I shrugged then. “I guess, babe.” But I was confused to what he was trying to say so I nudged him and demanded “Why?”

“I don’t know. Honey, we’re boring aren’t we?” He asked quietly. I was taken aback then. He had never expressed that such a feeling had occurred to him. We had had our dreams in the early days; we had shared our sexual fantasies. I had told him I would be maybe interested in a girl to play with “someday” but it had never panned into anything. I was suddenly wide awake. I secretly knew that Sara stirred something in me that was sexual but I never paid any mind.

“Yes, we are a bit, hon.” I said back. “But we are happy right?”

“I guess. I was just laying here thinking though that we need to find some excitement again. We fuck, but it seems rather mechanical. Do you agree?” His tone was cautionary. I could only nod in the semi-darkness but he knew my nod was of acceptance.

“Would you fuck her if you had the chance?” he asked. I was again thrown off my steady beat by his words in the dark. My body was doing flip-flops, involuntary waves of heat like an old whore in menopause seemed to be taking over. I knew that I was not ready to divulge that Sara had replaced more than a few of my solitary masturbation dream men but I didn’t want to share that.

“Would you?” was all I managed to say.

He only managed to hesitate for a split second too long before answering in the affirmative. My crotch was on fire involuntarily and my hand ached to press my mound but I restrained to answer him.

“Hey, I don’t even know that she would!” I proclaimed though my gut feeling was that numerous times my internal bi gay-dar had been on alarm for months when around my best friend.

“So, let’s spice it up! Ask her if she would do a threesome with you and I?” his tone moved from hesitant to defiance of any rationality.

At that, he turned away from me and went to sleep. My clit continued to throb as I agonized over his proposition and wished I knew how to talk it up and have him fulfill something to ease my sexual heightened state.

A week later, I had the opportunity. We were alone at the sauna of the gym. Sara was talking about her latest man and saying how she felt sexually wasted lately. I commiserated that my marriage had gone to pot in the bedroom too and I felt a momentary bravado and said “we should just fuck girls huh?”

Her face flushed , nothing to do with the steam in the room and I caught it and I said to myself “fuck it all, go for broke!” I reached over to her next to me and pulled her into what could have been a hug.
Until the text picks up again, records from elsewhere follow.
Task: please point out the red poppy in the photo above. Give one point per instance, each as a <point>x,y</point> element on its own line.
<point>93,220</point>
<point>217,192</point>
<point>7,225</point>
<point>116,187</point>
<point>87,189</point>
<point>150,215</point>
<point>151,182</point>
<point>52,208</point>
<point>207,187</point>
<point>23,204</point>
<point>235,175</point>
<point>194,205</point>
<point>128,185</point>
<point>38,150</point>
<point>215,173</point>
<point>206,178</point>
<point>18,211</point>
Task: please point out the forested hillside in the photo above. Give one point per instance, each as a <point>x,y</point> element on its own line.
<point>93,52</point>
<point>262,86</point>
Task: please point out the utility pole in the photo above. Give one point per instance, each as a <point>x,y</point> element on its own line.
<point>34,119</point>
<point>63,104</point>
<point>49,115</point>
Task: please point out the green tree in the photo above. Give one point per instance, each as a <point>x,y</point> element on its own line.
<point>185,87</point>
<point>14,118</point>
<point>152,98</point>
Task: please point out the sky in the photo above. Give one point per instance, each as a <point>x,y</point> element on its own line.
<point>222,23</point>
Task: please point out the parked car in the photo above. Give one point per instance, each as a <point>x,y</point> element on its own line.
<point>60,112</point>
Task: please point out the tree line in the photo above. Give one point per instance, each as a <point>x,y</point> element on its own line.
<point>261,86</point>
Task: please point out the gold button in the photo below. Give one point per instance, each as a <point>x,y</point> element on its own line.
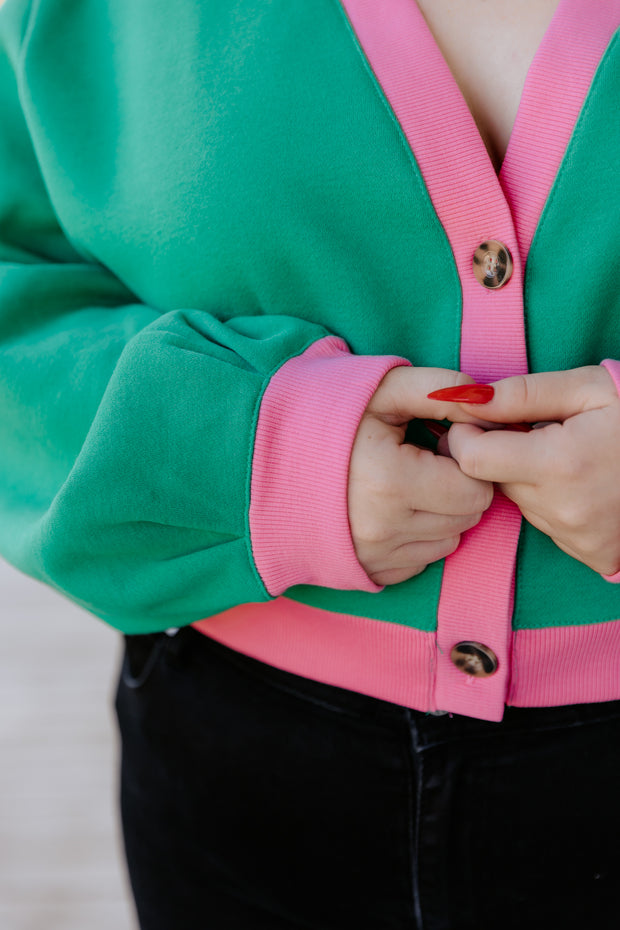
<point>492,264</point>
<point>474,659</point>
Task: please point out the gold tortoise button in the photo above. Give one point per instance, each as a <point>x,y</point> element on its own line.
<point>474,659</point>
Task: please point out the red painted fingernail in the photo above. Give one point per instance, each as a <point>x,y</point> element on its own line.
<point>435,429</point>
<point>465,394</point>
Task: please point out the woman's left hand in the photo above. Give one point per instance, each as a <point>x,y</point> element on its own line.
<point>564,476</point>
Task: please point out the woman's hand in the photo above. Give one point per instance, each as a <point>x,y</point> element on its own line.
<point>565,476</point>
<point>408,506</point>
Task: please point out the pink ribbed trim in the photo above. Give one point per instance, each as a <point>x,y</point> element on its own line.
<point>566,665</point>
<point>383,660</point>
<point>552,667</point>
<point>461,182</point>
<point>613,367</point>
<point>554,92</point>
<point>306,427</point>
<point>476,601</point>
<point>476,595</point>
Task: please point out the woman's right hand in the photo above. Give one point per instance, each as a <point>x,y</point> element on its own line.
<point>407,505</point>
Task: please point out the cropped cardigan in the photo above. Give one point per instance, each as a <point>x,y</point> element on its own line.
<point>220,226</point>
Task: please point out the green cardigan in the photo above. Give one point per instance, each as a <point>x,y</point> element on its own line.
<point>191,198</point>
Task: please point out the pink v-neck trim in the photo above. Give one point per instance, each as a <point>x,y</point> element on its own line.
<point>473,204</point>
<point>554,92</point>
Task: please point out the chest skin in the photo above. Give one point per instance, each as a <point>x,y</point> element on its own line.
<point>489,46</point>
<point>252,166</point>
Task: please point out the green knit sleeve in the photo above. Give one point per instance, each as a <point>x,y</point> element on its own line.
<point>125,430</point>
But instead I moved her chin up to me and I found myself kissing her and amazingly she was suddenly putty. She kissed me back!!! She broke off first and looked at me and said “God, I dreamed of you doing that for a very long time!” I said to her that it had crossed my mind on a few occasions.

That night, I invited her back to my house telling her that Rob was out at work. We began a slow dance that brought our inner bodies to near heat related injuries internally. I snuck away a half hour later, when my clit was sure to never recuperate from her assault on it and went into the bathroom. I texted Rob, who was at that time secluded in our basement. I told him it was time to “come home” and catch his wife cheating on him with another woman. He obliged.

Twenty minutes later, he burst into our bedroom and feigned surprise and then awe at the scene before him. But, Lucky me, Sara was totally dubious of the entire situation and said “Really? You could of just asked but let’s party.”

We fucked and sucked the rest of the night in harmony. We smoked a little weed, drank a few cocktails and stayed in bed the whole of that night finally falling asleep all tangled up in each other’s arms in disarray. Since then, we’ve fucked over a dozen times together and Rob and I opened our lifestyle in bed a lot. We are now a lot happier.